Industry experts agree that broader adoption of DevOps strategies will continue to drive demand for relevant monitoring tools, with solutions such as Librato seeking to deliver “modern stack architecture for looking at the modern stack.”
“I think that APM is always interesting because it’s always new,” said James Governor, industry analyst with RedMonk. “The pace with which we’re building new architectures to deliver services to end users is increasing all the time, and with every new wave of technology, we tend to get new and associated models of APM tooling.”

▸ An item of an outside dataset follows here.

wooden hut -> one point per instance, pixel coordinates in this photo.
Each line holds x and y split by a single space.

Librato is taking advantage of the need for a system that brings together the elements necessary for cloud native monitoring, and in an agentless manner different from other competing tools such as New Relic, the analyst noted.
However, whether or not the platform is able to break down traditional engineering siloes to enable more efficient DevOps management, as Librato officials claim, remains to be seen, he said.
“Each wave of technology has promised to do this, to remove the inherent finger pointing, and each has always made the same claim to break down organizational firewalls,” Governor said. “DevOps hasn’t boiled the ocean in this manner yet, but there are some unique opportunities; unlike previous waves, where automation was intended to replace humans, this is now about augmenting people, and we are seeing that teams are choosing new tools from which developers can truly derive value.”